Une véritable prouesse médicale. Towana Looney, une Américaine originaire de l’Alabama, vit avec un rein de porc depuis plus de deux mois. Un record, rapporte l’Associated Press , puisque seuls quatre autres américains ont bénéficié de transplantations d’organes porcins génétiquement modifiés, deux du cœur et deux reins. Malheureusement, aucun d’entre eux n’a survécu plus de deux mois. Une excellente nouvelle pour le docteur Robert Montgomery, qui a supervisé cette transplantation et qui déclarait auprès de l’agence de presse américaine que la fonction rénale de sa patiente était «absolument normale».
Si Towana Looney a dû subir une telle opération, c’est en partie car elle a elle-même donné un de ses reins à sa mère en 1999. Mais après une grossesse compliquée, elle a souffert d’hypertension artérielle, ce qui a gravement endommagé son rein restant. Elle a ensuite passé huit années sous dialyse, un traitement d’épuration du sang qui ne remplace que partiellement la fonction rénale, les médecins concluants qu’elle ne recevrait probablement jamais d’organe.
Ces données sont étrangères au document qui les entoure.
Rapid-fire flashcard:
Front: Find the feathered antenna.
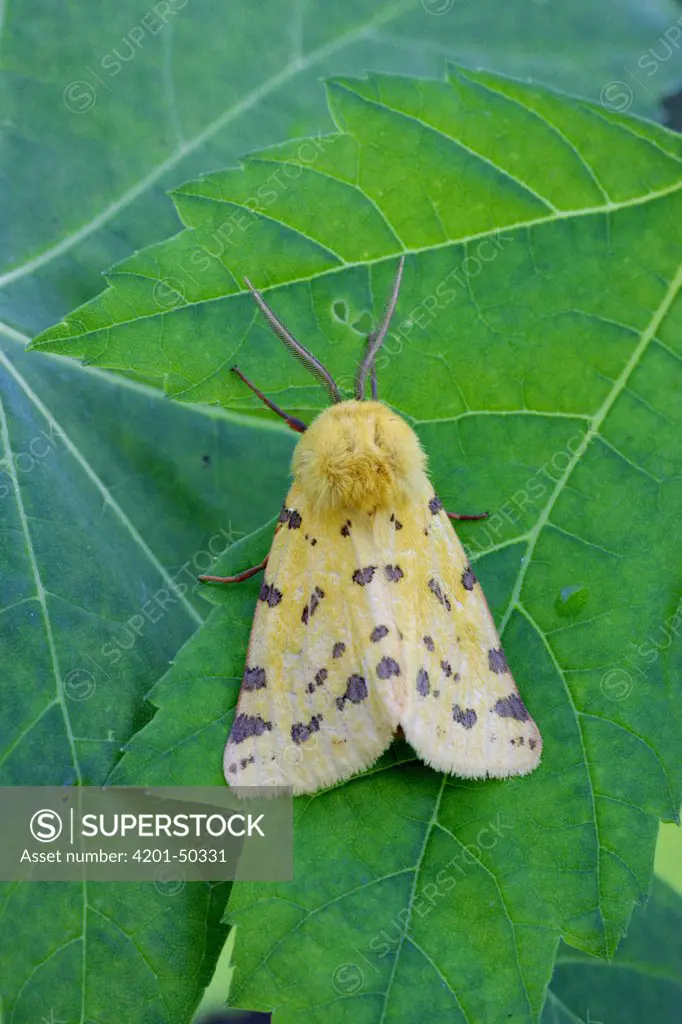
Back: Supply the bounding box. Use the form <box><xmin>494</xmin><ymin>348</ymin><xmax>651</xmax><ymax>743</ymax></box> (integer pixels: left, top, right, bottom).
<box><xmin>244</xmin><ymin>278</ymin><xmax>342</xmax><ymax>401</ymax></box>
<box><xmin>355</xmin><ymin>256</ymin><xmax>404</xmax><ymax>401</ymax></box>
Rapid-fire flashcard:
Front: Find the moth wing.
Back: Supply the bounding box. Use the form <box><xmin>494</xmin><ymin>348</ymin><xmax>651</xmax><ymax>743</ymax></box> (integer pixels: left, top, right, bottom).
<box><xmin>400</xmin><ymin>487</ymin><xmax>542</xmax><ymax>778</ymax></box>
<box><xmin>224</xmin><ymin>485</ymin><xmax>397</xmax><ymax>793</ymax></box>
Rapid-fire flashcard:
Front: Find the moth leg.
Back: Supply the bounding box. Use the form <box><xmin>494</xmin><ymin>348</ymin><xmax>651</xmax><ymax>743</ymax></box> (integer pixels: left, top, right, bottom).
<box><xmin>445</xmin><ymin>512</ymin><xmax>491</xmax><ymax>521</ymax></box>
<box><xmin>197</xmin><ymin>555</ymin><xmax>268</xmax><ymax>583</ymax></box>
<box><xmin>231</xmin><ymin>367</ymin><xmax>307</xmax><ymax>434</ymax></box>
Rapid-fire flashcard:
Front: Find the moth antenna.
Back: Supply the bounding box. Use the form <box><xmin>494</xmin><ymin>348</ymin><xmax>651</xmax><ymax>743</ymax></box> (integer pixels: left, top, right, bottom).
<box><xmin>355</xmin><ymin>255</ymin><xmax>404</xmax><ymax>401</ymax></box>
<box><xmin>244</xmin><ymin>278</ymin><xmax>342</xmax><ymax>401</ymax></box>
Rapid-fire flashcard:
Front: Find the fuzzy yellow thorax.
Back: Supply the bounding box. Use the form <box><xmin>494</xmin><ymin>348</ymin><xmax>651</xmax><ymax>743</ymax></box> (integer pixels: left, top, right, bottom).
<box><xmin>292</xmin><ymin>401</ymin><xmax>426</xmax><ymax>513</ymax></box>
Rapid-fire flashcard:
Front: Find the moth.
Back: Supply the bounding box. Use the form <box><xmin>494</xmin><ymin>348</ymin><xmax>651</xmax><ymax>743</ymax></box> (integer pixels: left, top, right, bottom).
<box><xmin>200</xmin><ymin>258</ymin><xmax>542</xmax><ymax>794</ymax></box>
Pénurie d’organes aux États-Unis
Pourtant, alors âgée de 53 ans, elle décide d’essayer l’option de la greffe du rein de porc. Un pari risqué, d’autant que Towana Looney avait développé des doses très élevées d’anticorps, une situation peu propice à l’accueil d’un rein étranger. Mais quelques semaines après l’opération, le docteur Montgomery l’informait qu’elle avait été traitée avec succès, tout en admettant que la durée de vie de ce nouveau rein était tout à fait incertaine. «La vérité, c’est que nous ne savons pas vraiment quels seront les prochains obstacles, car c’est la première fois que nous arrivons aussi loin», a-t-il déclaré à l’Associated Press.
Aux États-Unis, plus de 100.000 personnes sont sur liste d’attente pour une transplantation d’organe, occasionnant des milliers de morts, selon l’AP. Pour tenter de remédier à cette pénurie, des scientifiques modifient génétiquement des porcs afin que leurs organes ressemblent davantage à des organes humains. Ces «xénotransplantations» sont tout de même réalisées dans des cadres très stricts, dans des circonstances particulières et pour des personnes n’ayant plus d’autres options.